Based on Ayaz Ahmed’s experience as an assistant professor at Middle Tennessee State University’s Concrete Industry Management program, students want the opportunity to learn and to be exposed to all functions of a company and industry. For this reason, Ahmed worked with Garden State Precast of Wall Township, N.J., to create a custom precast concrete internship program for the company.
A new internship experience
The foundation of the internship is to bring future employees to Garden State Precast. Ahmed said an internship can create excitement about the industry for the student and after completing school, they may end up being a match as a full-time employee. Ahmed has worked with Kirby O’Malley, president of Garden State Precast, for consulting on other projects, so the two worked together to modify the company’s existing internship to create a fresh new look of the precast concrete industry for local students.

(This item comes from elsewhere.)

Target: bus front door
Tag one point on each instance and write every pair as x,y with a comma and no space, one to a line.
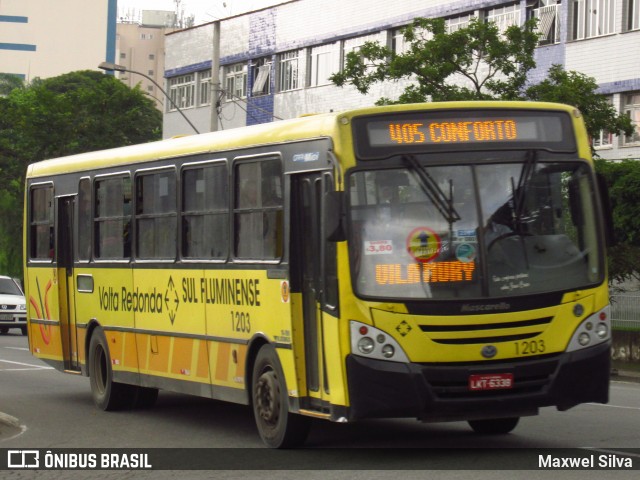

Andrew Cooper, an engineering student at Widener University in Chester, Pa., was selected after an 8-to-10-week interview process to be the first student to go through the new internship in summer 2015. Cooper said the internship was structured to allow him to spend a week or two in all areas of the company and to see how all departments affected each other.
“If there was an issue in one department, I was able to see how that issue carried through every department,” Cooper said. “The schedule helped you to see the company from every aspect.”

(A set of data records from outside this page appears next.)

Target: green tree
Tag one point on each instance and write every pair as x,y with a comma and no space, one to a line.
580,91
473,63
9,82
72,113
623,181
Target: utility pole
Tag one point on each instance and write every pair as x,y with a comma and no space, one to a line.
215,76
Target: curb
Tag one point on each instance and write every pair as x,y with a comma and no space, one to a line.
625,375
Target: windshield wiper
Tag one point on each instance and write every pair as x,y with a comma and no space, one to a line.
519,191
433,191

He said spending time in the field provided him opportunities to see how the little details are extremely important to the success of a project. He feels working in the quality control and engineering departments will help him plan his future career. The internship also helped the staff at Garden State Precast see Andrew’s skills first-hand.
“It benefits us because first off, if Andrew could stay with us that would be great but also we see where he’s at,” said Mike Vergonia, plant manager. “We hire a lot of people that went to classes, but hands-on experience is really important.”
Communication is key
Garden State Precast has employed interns for several years, but never had an official internship program in place, O’Malley said. The internship helped Cooper learn a key lesson – communication is important to any successful business.

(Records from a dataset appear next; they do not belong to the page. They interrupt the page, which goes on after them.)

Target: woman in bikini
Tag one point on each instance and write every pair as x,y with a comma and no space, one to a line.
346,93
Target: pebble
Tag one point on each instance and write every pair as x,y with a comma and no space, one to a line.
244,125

Andrew wrote a weekly synopsis of what he learned, what could be improved and what he expected to learn the next week. This regular update made him feel more like a partner in the company than just an intern. Ahmed said it’s a unique perspective that many internships may not include, because a company may lack the courage to ask, “‘What’s wrong and what can we do better?’ The lesson is, regardless of what industry you are in, you need to learn how to deal with people,” Ahmed said. “You also need to look at things from a different perspective and hopefully find a solution to a new problem or project that isn’t an existing project.”
Ahmed also said an internship is successful when an intern’s activities are regularly managed. Andrew said specific projects he helped work on were installing box culverts in the field and estimating projects in engineering. He was held responsible and accountable by the department supervisor for his work on every project.
“This is something that needs to be included in every internship because until you are truly immersed in something, you don’t truly learn,” Ahmed said.
Nationally accepted
O’Malley said the most important item to take away from having an internship is that the student learns what precast concrete is and the advantages it has from a manufacturer’s standpoint.
“That’s the type of information we want disseminated to those outside the industry, that we make a product that is controllable,” O’Malley said. “My hope is this is the direction our industry will decide to take in the future.”
According to Marti Harrell, executive director of NPCA Foundation,
the Precast/Prestressed Concrete Institute Foundation is working with
NPCAF to create an internship program template for the precast and prestressed concrete industry. More information will be available at The Precast Show 2016.
Sara Geer is NPCA’s internal communication and web manager, and is managing editor of Precast Inc.